Many horror movies
Repeal-and-replace is back from the seeming-dead this week in the form of legislation drafted by Sens. Lindsey Graham of South Carolina and Bill Cassidy of Louisiana. Senate leaders will try to ram it through by Sept. 30 to avoid a Democratic filibuster. It would replace Medicaid expansion with block grants to states, cap traditional Medicaid funding and repeal individual insurance market subsidies.
Although a vote will come before the Congressional Budget Office can tally the bill’s effects, or damage, critics say it would deprive millions of health insurance coverage. It would weaken guarantees of coverage for people with pre-existing conditions — a hugely popular aspect of Obamacare — and eliminate requirements for young, healthy people to buy insurance, which would undermine the marketplace.
Indeed, health insurers say it would greatly destabilize insurance markets; one insurance association said it could roil markets so badly that it might prompt “government-controlled single-payer health care to grow.” This is from insurers who, unlike Sen. Bernie Sanders, believe single-payer would be a disastrous outcome.
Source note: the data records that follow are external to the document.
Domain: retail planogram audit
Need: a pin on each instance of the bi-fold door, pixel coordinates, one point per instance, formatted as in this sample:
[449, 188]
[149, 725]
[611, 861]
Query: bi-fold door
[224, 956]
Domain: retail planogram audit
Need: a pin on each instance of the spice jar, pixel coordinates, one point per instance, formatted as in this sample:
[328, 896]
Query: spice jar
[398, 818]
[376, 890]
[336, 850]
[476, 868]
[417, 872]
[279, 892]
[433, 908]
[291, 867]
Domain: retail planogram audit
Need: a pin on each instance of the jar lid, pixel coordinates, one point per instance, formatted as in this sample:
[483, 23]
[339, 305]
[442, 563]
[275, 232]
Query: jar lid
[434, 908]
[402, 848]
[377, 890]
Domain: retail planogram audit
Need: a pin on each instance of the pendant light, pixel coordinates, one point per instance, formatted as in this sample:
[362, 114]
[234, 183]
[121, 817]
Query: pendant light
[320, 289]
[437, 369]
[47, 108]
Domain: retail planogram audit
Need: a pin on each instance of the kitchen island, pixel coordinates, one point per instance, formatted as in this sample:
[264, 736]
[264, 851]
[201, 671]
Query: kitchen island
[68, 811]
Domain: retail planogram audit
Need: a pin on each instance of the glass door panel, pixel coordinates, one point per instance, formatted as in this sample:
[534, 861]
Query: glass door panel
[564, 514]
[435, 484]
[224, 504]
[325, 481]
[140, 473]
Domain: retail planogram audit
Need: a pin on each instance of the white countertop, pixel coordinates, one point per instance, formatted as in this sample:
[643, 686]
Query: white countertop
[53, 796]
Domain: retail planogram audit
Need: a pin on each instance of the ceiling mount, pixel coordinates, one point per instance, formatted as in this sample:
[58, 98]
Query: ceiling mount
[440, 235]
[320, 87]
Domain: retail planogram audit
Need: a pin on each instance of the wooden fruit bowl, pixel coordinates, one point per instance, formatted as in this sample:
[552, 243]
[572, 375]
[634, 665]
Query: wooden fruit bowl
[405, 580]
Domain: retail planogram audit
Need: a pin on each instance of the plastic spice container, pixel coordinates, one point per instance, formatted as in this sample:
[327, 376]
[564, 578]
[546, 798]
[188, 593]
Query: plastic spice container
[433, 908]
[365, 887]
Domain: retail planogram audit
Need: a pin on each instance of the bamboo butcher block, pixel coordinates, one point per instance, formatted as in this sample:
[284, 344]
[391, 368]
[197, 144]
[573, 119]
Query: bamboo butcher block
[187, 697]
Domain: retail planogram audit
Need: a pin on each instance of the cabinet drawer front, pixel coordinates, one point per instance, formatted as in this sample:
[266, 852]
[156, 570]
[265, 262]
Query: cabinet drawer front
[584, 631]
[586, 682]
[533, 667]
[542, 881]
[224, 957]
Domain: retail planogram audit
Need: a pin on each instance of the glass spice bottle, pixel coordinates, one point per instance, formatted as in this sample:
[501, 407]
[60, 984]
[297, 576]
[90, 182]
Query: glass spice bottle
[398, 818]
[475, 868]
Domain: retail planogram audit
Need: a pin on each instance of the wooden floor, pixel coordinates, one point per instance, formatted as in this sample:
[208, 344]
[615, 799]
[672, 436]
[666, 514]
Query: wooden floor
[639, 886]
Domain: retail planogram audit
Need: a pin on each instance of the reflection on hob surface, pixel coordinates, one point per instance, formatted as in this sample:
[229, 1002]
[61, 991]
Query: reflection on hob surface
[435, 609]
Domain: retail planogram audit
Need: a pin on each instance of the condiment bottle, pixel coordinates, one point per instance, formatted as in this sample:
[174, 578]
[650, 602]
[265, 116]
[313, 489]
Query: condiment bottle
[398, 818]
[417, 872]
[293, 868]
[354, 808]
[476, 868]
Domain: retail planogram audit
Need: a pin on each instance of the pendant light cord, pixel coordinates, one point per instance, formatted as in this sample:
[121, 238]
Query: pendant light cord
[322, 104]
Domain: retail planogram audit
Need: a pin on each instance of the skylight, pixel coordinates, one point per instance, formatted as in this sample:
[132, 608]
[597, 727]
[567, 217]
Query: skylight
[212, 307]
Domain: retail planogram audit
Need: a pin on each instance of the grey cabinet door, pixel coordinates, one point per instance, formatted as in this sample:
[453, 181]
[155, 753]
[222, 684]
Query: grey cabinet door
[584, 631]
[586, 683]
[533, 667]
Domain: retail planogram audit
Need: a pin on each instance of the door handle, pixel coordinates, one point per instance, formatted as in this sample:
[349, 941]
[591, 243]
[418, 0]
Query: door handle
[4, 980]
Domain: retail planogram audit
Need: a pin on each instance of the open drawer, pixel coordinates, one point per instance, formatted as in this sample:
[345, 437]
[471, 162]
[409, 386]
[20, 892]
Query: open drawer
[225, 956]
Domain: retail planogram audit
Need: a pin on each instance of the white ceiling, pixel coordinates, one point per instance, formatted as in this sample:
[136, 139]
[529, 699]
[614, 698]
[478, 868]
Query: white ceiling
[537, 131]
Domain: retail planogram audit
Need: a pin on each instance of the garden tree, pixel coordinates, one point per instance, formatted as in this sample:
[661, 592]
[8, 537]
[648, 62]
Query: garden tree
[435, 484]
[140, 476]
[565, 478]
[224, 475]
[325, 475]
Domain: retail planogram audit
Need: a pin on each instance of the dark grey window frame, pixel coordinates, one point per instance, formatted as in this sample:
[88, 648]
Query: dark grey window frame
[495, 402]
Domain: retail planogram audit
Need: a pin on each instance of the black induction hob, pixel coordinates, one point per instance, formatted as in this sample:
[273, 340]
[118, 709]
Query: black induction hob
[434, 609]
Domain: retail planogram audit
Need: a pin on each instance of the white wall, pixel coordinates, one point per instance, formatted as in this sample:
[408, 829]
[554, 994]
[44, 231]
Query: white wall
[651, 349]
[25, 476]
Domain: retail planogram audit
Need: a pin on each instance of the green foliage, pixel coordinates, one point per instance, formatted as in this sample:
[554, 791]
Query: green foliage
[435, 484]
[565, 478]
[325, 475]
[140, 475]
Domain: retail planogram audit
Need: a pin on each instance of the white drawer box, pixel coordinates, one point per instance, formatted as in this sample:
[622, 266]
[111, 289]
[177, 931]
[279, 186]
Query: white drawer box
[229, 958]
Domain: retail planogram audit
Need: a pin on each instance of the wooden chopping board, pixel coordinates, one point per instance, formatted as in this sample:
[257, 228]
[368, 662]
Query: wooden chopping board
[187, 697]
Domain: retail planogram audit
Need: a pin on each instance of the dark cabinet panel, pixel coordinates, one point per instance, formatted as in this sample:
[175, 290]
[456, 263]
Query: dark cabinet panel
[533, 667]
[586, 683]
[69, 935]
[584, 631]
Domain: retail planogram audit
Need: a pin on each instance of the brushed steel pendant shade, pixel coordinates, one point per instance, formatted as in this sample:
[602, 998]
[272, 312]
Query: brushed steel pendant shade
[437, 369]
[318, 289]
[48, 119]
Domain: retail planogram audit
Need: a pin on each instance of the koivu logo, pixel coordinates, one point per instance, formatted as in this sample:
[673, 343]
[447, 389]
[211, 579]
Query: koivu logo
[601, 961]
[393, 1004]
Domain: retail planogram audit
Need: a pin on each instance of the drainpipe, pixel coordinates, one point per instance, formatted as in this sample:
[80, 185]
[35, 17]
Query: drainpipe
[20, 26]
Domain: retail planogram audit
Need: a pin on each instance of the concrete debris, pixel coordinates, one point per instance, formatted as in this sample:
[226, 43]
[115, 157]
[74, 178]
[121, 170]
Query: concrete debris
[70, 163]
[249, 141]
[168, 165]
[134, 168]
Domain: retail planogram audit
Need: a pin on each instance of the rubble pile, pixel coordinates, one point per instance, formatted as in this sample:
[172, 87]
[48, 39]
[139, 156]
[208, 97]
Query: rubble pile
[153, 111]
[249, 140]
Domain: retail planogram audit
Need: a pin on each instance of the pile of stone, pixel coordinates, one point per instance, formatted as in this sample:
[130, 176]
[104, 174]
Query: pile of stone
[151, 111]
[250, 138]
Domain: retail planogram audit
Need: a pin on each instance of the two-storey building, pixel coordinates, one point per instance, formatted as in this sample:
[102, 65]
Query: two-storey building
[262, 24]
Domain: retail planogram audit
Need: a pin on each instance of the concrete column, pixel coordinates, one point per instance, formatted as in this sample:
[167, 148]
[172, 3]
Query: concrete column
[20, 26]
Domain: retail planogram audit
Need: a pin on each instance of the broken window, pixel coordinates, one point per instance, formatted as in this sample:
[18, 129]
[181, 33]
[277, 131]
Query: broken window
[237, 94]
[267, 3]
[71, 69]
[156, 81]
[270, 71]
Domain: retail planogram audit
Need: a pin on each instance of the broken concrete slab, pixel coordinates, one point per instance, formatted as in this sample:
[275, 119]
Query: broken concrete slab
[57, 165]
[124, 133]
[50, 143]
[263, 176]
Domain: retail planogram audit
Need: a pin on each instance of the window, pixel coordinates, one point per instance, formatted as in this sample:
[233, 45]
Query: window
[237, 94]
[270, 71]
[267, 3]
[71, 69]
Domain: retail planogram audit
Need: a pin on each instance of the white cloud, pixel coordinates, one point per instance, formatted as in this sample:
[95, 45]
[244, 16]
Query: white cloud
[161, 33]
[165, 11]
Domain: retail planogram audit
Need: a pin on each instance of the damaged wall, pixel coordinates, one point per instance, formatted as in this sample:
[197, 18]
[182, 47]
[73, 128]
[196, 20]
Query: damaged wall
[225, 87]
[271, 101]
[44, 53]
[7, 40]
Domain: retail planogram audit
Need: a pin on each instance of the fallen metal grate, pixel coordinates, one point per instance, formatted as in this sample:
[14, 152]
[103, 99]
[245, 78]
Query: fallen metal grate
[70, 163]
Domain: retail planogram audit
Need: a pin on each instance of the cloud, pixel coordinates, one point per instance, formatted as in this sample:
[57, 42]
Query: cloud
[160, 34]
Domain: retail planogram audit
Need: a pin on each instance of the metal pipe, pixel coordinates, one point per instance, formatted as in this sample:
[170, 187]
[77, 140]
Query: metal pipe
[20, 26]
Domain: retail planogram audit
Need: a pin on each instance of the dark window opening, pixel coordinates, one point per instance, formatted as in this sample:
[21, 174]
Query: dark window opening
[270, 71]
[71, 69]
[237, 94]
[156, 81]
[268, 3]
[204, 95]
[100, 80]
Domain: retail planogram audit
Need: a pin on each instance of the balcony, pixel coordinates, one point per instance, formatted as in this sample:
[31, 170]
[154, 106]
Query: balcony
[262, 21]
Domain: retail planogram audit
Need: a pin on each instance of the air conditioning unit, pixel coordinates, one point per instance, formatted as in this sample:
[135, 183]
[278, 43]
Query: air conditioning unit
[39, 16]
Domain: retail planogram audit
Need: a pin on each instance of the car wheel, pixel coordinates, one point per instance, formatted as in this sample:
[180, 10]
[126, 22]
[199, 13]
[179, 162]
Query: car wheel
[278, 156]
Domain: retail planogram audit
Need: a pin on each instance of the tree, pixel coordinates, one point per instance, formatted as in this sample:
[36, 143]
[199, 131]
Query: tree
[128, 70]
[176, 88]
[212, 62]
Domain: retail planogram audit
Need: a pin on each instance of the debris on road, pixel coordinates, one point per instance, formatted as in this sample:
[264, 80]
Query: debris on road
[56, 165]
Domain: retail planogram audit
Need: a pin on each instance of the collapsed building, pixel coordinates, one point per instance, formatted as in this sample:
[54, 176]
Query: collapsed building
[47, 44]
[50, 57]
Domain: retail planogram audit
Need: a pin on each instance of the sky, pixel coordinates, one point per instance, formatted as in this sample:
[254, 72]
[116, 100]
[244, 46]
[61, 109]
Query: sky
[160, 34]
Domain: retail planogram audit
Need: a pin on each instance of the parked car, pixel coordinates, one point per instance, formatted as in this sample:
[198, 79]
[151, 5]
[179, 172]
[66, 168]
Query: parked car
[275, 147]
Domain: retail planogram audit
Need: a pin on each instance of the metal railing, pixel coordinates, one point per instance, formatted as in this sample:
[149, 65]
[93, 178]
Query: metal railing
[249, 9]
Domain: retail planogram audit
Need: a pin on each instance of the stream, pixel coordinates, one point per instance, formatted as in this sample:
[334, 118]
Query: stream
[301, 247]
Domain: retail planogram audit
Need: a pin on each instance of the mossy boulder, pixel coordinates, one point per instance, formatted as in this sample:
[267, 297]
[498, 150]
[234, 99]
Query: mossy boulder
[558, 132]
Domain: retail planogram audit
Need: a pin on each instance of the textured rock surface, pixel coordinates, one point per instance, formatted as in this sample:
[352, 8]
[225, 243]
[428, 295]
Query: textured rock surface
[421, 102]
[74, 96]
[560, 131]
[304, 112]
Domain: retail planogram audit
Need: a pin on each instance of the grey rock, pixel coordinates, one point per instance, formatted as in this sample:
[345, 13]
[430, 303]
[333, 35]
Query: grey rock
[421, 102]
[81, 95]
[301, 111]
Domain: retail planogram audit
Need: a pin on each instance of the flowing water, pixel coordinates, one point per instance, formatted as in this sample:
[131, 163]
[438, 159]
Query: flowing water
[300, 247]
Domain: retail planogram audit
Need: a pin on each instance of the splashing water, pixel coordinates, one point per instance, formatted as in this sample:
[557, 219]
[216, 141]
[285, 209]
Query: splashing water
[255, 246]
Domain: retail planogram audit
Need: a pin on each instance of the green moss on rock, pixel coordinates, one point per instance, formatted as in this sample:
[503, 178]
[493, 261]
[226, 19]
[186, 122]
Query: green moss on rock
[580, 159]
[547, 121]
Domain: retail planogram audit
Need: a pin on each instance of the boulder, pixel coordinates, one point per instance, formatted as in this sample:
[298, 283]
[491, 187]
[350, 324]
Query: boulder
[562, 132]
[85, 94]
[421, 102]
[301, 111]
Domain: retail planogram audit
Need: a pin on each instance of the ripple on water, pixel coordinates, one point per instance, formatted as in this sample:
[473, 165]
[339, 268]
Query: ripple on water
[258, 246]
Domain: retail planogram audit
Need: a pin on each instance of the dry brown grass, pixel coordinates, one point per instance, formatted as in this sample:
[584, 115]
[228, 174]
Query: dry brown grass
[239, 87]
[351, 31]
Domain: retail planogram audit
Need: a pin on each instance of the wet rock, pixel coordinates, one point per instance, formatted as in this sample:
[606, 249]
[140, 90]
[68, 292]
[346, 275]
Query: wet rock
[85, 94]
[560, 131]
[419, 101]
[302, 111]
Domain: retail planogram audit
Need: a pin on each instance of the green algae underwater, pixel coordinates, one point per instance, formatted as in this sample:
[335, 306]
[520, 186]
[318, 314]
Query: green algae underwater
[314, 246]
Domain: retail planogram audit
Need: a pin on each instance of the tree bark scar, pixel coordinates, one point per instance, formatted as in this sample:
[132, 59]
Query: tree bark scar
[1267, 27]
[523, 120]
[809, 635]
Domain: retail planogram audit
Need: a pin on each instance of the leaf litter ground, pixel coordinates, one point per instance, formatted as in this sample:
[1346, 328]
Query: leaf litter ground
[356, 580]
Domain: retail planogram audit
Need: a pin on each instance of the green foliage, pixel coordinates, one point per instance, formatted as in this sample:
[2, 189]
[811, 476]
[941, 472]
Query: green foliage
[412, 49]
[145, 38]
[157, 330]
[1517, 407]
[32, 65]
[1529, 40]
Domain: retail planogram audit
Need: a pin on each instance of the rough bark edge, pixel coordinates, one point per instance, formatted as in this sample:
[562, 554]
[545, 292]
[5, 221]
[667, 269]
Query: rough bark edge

Eleven governors last week urged the Senate to reject the legislation, as did the American Medical Association, the American Hospital Association, AARP and the American Cancer Society.
Graham-Cassidy does a neat trick, in that it will shift funding from states that have expanded Medicaid, Vermont and New Hampshire among them, to those (think Red States) that have not. But Medicaid expansion is crucial in providing effective treatment for opioid addiction; it would be folly to backpedal now.
New Hampshire Gov. Chris Sununu hopped on board the Graham-Cassidy bus early last week, expressing enthusiasm for Medicaid block grants. He hopped off soon after when it became clear that the block grants and Medicaid cap would bring sharp cuts — $1 billion in Granite State Medicaid funding between 2020 and 2026, according to the New Hampshire Department of Health and Human Services. Vermont likewise would fare poorly: The Kaiser Family Foundation says its federal funding would drop 31 percent from 2020 to 2026. It estimates that nationally, federal funding under block grants would be a reduction of more than $100 billion in that same period.
We remain perplexed by why Republicans wish to pursue policies that would harm millions of Americans — and American voters. Its right-wing base demands action after years of being fed slander about Obamacare, and pundits claim big donors are insisting on crippling it, undoubtedly a major motivation. Meanwhile, we think the public, if not yet entirely embracing the idea of health care as a right, has come to see the great good in making affordable coverage available to more and more of their fellow citizens. They see the alternative as cruel, and they are not wrong.
On Friday afternoon, Arizona Sen. John McCain announced he could not in good conscience support Graham-Cassidy, which observers said likely dooms it to failure. Let’s hope they are right, but we will not prematurely declare it finished. The Republican leadership never reaches the final stage of grief — acceptance — not with anything regarding Obamacare.